SEARCHING FOR PREDATION HOTSPOTS: SAMPLING, ENVIRONMENTAL, AND GEOGRAPHIC EFFECTS ON PERCEPTIONS OF PREDATION INTENSITY


HENDY, Austin, J.W. and ROJAS BRICENO, Alexis, Center for Tropical Palaeontology and Archaeology, Smithsonian Tropical Research Institute, Balboa, Ancon, 0843-03092, Panama, hendyaj@si.edu

Time-averaged fossil assemblages and recent beach faunas are commonly utilized as sources of information on the intensity of predation in contemporaneous local communities. Additionally, such assemblage-level data may be used to interpret spatial (e.g., latitudinal) or temporal (e.g., evolutionary) trends in predation pressure. Surprisingly, therefore, few studies have investigated how sampling methodology, local environmental conditions, or taphonomic processes can influence these records. We investigate these issues using replicate-collected bulk samples of shells from beaches along the eastern Pacific and Caribbean coastlines of Panama and Colombia.
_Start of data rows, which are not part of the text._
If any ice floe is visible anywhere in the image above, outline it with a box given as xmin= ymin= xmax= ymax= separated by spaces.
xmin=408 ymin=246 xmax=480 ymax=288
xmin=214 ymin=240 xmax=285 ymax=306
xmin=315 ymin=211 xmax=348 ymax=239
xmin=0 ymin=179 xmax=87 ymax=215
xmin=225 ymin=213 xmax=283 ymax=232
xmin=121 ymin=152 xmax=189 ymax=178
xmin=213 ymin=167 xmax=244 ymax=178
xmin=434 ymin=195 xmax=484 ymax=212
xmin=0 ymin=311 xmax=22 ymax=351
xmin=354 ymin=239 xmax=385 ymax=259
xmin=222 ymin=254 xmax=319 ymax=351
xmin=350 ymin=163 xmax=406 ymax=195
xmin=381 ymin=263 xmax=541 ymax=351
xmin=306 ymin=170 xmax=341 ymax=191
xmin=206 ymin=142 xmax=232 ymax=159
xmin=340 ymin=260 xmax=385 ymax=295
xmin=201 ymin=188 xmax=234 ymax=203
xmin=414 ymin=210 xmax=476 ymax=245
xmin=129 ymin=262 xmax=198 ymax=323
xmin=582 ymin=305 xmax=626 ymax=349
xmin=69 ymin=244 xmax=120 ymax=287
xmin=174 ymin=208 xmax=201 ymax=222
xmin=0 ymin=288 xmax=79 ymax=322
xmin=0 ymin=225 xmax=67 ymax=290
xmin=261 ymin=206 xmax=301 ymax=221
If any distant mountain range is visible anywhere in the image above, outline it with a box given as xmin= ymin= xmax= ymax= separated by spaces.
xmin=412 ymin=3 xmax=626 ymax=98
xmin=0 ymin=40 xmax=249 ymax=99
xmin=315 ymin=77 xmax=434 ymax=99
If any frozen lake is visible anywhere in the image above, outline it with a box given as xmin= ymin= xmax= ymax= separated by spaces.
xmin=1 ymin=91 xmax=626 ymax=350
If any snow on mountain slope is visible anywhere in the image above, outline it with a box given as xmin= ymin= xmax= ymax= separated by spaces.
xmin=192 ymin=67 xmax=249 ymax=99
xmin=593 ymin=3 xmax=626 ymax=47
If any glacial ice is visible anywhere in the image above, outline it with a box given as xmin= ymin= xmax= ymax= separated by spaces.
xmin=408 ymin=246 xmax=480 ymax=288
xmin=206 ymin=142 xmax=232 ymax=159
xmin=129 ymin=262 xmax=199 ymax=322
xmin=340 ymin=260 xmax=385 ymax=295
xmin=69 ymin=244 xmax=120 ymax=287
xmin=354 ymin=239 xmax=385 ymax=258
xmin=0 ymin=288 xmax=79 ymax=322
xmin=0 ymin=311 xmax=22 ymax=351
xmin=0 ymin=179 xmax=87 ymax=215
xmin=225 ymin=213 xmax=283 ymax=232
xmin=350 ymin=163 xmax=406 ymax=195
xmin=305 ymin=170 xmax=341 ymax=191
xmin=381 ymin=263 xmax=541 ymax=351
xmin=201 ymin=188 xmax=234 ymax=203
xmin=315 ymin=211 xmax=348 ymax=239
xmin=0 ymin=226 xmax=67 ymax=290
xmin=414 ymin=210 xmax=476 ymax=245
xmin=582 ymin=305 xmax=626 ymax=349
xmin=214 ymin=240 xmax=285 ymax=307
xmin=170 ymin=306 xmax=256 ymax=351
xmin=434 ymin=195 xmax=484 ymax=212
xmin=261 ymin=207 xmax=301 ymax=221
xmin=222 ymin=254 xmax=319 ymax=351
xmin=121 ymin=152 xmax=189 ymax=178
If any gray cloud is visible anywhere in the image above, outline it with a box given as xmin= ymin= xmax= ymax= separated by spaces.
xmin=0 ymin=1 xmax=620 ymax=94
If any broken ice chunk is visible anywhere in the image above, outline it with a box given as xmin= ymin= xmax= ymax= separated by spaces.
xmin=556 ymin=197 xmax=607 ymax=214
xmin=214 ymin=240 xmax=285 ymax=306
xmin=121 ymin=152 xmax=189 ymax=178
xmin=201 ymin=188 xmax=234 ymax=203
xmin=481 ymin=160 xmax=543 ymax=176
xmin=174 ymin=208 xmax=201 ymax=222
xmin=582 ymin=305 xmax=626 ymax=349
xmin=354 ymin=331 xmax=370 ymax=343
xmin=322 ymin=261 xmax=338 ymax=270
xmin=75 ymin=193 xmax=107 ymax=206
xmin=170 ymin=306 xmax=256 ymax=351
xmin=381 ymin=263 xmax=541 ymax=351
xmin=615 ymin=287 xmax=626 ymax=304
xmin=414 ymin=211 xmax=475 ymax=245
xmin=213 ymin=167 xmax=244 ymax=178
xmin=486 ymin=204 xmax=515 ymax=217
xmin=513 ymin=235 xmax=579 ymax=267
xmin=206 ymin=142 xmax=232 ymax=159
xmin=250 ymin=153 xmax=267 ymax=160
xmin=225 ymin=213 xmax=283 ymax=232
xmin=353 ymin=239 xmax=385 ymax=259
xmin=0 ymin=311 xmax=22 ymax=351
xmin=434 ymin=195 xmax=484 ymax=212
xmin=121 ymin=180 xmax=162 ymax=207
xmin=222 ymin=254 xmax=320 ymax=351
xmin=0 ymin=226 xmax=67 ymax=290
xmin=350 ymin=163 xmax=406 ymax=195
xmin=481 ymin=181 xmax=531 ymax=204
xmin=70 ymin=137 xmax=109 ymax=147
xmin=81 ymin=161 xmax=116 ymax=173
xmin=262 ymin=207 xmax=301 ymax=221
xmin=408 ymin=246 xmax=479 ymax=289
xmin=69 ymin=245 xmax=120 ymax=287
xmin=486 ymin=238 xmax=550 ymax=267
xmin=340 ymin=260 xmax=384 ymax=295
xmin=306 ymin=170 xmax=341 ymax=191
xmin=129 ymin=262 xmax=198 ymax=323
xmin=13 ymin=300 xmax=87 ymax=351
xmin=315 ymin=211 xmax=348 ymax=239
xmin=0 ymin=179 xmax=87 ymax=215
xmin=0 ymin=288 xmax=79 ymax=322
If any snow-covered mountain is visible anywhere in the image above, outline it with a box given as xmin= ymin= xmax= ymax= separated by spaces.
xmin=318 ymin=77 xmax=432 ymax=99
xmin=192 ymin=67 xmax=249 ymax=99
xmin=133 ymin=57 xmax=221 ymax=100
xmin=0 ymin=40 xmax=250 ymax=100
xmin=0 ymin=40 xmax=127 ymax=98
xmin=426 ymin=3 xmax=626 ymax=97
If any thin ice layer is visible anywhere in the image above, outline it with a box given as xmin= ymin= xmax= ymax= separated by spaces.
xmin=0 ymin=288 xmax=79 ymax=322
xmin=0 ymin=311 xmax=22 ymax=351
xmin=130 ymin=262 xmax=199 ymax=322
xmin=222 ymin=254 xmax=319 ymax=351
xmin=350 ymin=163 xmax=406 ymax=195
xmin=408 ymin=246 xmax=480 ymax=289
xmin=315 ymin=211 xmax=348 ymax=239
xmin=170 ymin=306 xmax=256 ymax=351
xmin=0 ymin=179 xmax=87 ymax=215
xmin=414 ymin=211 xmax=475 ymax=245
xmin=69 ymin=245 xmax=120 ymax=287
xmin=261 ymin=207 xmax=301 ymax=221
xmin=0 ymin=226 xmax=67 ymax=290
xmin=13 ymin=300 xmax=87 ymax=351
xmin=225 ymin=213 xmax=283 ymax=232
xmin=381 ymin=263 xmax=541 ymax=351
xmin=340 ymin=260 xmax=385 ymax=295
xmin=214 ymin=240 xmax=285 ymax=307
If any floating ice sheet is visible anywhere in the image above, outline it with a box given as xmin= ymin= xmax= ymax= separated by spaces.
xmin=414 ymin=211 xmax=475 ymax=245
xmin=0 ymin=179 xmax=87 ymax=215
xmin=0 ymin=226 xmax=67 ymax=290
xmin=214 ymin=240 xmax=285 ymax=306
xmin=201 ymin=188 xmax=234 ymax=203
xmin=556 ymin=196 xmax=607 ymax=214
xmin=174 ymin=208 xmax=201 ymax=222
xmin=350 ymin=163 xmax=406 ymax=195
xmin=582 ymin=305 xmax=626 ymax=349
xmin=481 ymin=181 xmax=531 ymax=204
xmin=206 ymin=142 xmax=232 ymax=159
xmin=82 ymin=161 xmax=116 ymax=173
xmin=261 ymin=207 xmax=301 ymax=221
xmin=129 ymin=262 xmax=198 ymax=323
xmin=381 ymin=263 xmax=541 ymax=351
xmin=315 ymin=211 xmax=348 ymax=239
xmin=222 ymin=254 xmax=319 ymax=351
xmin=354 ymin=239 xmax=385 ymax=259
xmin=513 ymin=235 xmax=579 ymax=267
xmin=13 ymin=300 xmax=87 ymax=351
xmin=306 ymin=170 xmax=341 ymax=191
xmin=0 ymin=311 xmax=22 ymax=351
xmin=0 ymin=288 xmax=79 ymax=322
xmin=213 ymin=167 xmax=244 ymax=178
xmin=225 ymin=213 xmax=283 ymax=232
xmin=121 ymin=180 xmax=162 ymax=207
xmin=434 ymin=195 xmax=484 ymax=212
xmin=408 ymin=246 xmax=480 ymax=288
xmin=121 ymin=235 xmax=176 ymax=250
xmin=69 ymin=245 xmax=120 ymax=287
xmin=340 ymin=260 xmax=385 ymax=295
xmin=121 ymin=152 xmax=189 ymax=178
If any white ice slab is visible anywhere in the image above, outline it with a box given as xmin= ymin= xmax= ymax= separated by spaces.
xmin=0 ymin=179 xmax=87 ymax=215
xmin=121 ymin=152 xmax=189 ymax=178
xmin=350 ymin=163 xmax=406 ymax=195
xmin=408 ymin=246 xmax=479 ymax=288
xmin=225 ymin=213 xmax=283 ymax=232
In a general sense, predation intensity among infaunal bivalves appears higher in the eastern Pacific (mean of 14.4%) than that of the Caribbean region (mean of 7.4%). However, samples show considerable variation within both regions (6-30 % in the eastern Pacific; 1-18 % in the Caribbean). Two principle factors that may be responsible for this are: 1) local-scale variations in environment from one beach (shore-face environment) to another; and 2) beach-to-beach differences in taphonomic processes (caused by wave-energy, sorting, and accumulation rate). Local environmental conditions (e.g., substrate or salinity) can influence the community roster such that it contains taxa either favored or avoided by locally occurring predators, species with effective defense mechanisms, or taxa too small or large to be easily preyed upon. Wave-energy, tidal height, and local beach morphology will influence not only the “shelliness” of the beach, but also the degree of taphonomic damage and size sorting a beach sample may exhibit and in doing so may skew estimates of bored individuals within assemblages. Considerable within-habitat variation, as indicated by differences in predation intensity between replicate samples, presumably results from differential sorting of shells along the length of individual beaches. The results have implications not only for sample design in assemblage-level predation studies but also in the interpretation of spatial and temporal variations in predation intensity.